UPDATES & ANALYSIS

3.28

Instructing jurors on the use (or non-use) of media in the digital world

by Rox Laird | March 28, 2016

The ubiquitous presence of social media present new challenges in keeping jurors from seeing potentially prejudicial information during trials.

That was at issue in a ruling handed down by the Iowa Supreme Court Friday. The Court suggested that Iowa trial judges consider broader admonitions to jurors to avoid not just traditional print news media but online media that ranges from news websites and blogs to Twitter, Facebook and a growing array of new electronic media.

Back in the day when “media” was limited to newspapers and news broadcasts, it was easier for jurors to avoid news related to their trials. Today, social media stream information to people’s electronic devices 24 hours a day, seven days a week.

“Midtrial publicity is not a new phenomenon,” Justice Daryl Hecht wrote for the unanimous Court. Indeed, in an 1894 case, the Iowa Supreme Court said jurors who read newspaper editorials about a criminal trial during deliberations “meddled and interfered with the order of the court in a very reprehensible and unseemly manner.”

More recently, the Court has recognized that jurors are part of a “new electronic world,” and in Friday’s decision, the Court said it “applies precedent governing print materials to that electronic world.”

Theodore Ray Gathercole II appealed his 2014 conviction for attempted murder and robbery in Linn County on grounds that the trial judge should have polled the jurors to determine whether they were influenced by an inaccurate report about the case posted online while jurors were deliberating. The post inaccurately reported that police found Gathercole’s handprint linking him to the assault.

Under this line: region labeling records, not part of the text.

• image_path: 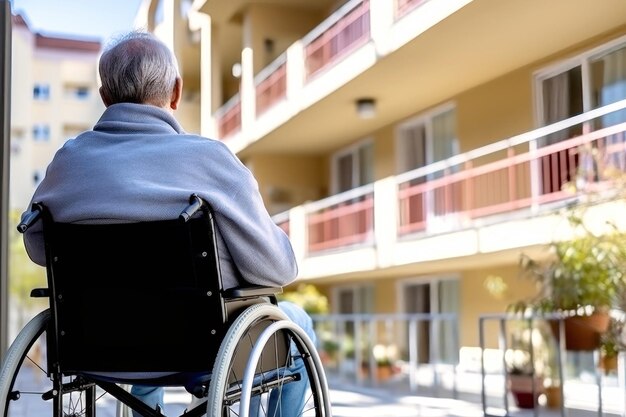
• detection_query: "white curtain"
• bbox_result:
[599,47,626,171]
[540,71,570,146]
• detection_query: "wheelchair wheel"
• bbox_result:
[0,310,106,417]
[207,303,331,417]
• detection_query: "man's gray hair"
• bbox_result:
[99,31,178,106]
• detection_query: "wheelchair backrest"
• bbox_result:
[41,197,228,373]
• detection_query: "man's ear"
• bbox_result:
[170,77,183,110]
[98,87,111,107]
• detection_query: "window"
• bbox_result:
[64,85,91,100]
[33,84,50,100]
[331,139,374,194]
[396,105,459,173]
[333,285,374,314]
[535,38,626,194]
[398,277,459,363]
[33,124,50,142]
[75,87,89,99]
[396,104,458,233]
[33,170,44,187]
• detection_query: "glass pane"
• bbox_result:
[541,66,583,146]
[358,143,374,186]
[337,154,354,193]
[400,124,427,172]
[432,110,458,162]
[591,47,626,127]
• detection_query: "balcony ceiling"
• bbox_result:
[194,0,343,24]
[236,0,626,156]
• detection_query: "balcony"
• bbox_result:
[275,100,626,277]
[207,0,626,151]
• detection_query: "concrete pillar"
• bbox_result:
[0,0,11,363]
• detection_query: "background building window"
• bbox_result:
[33,124,50,142]
[33,84,50,100]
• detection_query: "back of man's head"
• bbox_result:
[99,31,178,107]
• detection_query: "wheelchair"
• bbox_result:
[0,194,331,417]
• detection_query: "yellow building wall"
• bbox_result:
[245,155,326,214]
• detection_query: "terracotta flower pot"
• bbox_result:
[550,313,610,351]
[507,374,544,408]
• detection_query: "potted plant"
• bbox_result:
[510,212,626,350]
[506,349,543,408]
[599,317,625,375]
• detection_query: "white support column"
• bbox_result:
[287,41,304,101]
[370,0,395,55]
[289,205,308,265]
[374,177,398,268]
[239,46,256,134]
[189,11,217,138]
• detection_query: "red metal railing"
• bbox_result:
[307,187,374,253]
[217,94,241,139]
[398,119,626,235]
[304,0,370,79]
[256,62,287,117]
[292,100,626,253]
[395,0,428,19]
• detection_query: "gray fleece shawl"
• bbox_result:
[24,103,297,288]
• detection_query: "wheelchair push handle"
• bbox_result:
[178,194,204,223]
[17,203,43,233]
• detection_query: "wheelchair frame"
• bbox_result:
[0,194,331,417]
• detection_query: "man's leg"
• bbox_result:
[130,385,164,417]
[268,301,317,417]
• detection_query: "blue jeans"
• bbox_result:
[130,301,317,417]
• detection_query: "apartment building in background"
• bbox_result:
[137,0,626,368]
[9,15,104,212]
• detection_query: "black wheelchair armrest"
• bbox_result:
[17,203,43,233]
[30,288,50,298]
[224,285,283,299]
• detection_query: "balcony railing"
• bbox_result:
[312,313,460,392]
[303,0,370,79]
[307,185,374,253]
[398,106,626,235]
[280,100,626,254]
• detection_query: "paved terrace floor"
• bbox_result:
[6,366,624,417]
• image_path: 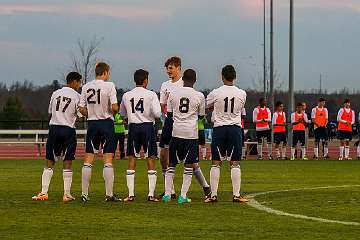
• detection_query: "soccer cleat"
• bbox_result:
[178,196,191,204]
[123,196,135,202]
[203,187,211,196]
[105,195,121,202]
[81,194,90,202]
[162,195,171,203]
[204,196,217,203]
[31,193,49,201]
[233,196,249,203]
[63,194,75,202]
[148,196,160,202]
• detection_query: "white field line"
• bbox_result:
[247,185,360,226]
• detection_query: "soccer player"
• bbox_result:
[159,56,184,199]
[114,104,125,159]
[198,118,206,159]
[162,69,205,204]
[241,108,246,160]
[32,72,82,202]
[80,62,121,202]
[290,103,309,160]
[120,69,161,202]
[272,101,287,160]
[337,99,355,160]
[311,98,329,159]
[205,65,248,203]
[253,98,272,160]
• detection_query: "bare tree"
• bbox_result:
[71,36,103,84]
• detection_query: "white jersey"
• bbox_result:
[120,87,161,123]
[337,108,355,125]
[206,85,246,127]
[167,87,205,139]
[49,87,80,128]
[160,78,184,104]
[80,80,117,120]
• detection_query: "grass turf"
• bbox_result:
[0,160,360,240]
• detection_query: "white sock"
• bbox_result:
[231,165,241,197]
[194,167,209,187]
[41,168,54,194]
[324,144,329,157]
[314,147,319,158]
[291,147,295,158]
[63,169,72,195]
[210,165,220,197]
[148,170,157,197]
[181,168,193,198]
[165,167,175,195]
[81,163,92,195]
[201,147,206,159]
[345,146,350,158]
[103,163,114,197]
[339,146,345,158]
[256,143,262,157]
[281,146,286,158]
[126,170,135,197]
[301,146,306,158]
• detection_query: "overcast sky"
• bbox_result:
[0,0,360,90]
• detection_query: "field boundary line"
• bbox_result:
[247,185,360,226]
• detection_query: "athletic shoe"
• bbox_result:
[203,187,211,196]
[204,196,217,203]
[162,195,171,203]
[63,194,75,202]
[178,196,191,204]
[123,196,135,202]
[81,194,90,202]
[105,195,121,202]
[148,196,160,202]
[31,193,49,201]
[233,196,249,203]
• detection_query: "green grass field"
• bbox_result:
[0,160,360,240]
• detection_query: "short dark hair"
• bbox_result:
[275,101,283,107]
[95,62,110,76]
[221,65,236,81]
[66,72,82,84]
[134,69,149,85]
[182,69,196,85]
[164,56,181,67]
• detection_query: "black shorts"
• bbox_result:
[169,137,199,166]
[86,119,116,153]
[256,129,271,143]
[160,118,174,148]
[292,130,306,147]
[338,130,352,141]
[199,130,206,146]
[211,125,242,161]
[126,122,158,157]
[274,132,287,144]
[314,127,329,142]
[46,125,77,161]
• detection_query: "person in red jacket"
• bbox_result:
[272,101,287,160]
[337,99,355,160]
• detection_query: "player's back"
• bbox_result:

Besides not wanting to draw attention to the inaccurate information, the trial judge cited several reasons for rejecting Gathercole’s request that the jury be polled: The inaccurate information was in the text of the online article, not in the headline; no juror came forward to report having seen the article; and, based on the trial evidence, there was no dispute that the article was inaccurate. Also, the judge had repeatedly admonished the jurors not to read about the case during the trial.

Although the Court unanimously upheld the trial judge’s decision, the Court did not rule out the need for jury polls in light of printed or electronic information disseminated in the middle of a trial. When necessary, Justice Hecht wrote, Iowa’s trial courts should “resolve doubts about whether information published midtrial requires a poll requested by a party in favor of granting a poll.”

Factors that go into resolving such doubts, the Court said, include weighing the credibility of the source of the disputed information, the conspicuousness of the information in a publication or electronic medium, and the frequency and scope of dissemination.

As a preventative measure, the Court recommended that Iowa trial judges “supplement their jury admonitions and instructions to accommodate technological progress and the danger it can pose to fair and impartial trials.”

The Court also suggested it may be making changes in its guidelines regarding jury polling. The American Bar Association recently amended its model standard to cover information has been disseminated or otherwise made publicly available. While noting the revised language in a footnote, the Court said, “we leave for another day the question whether to adopt the revised ABA standard.”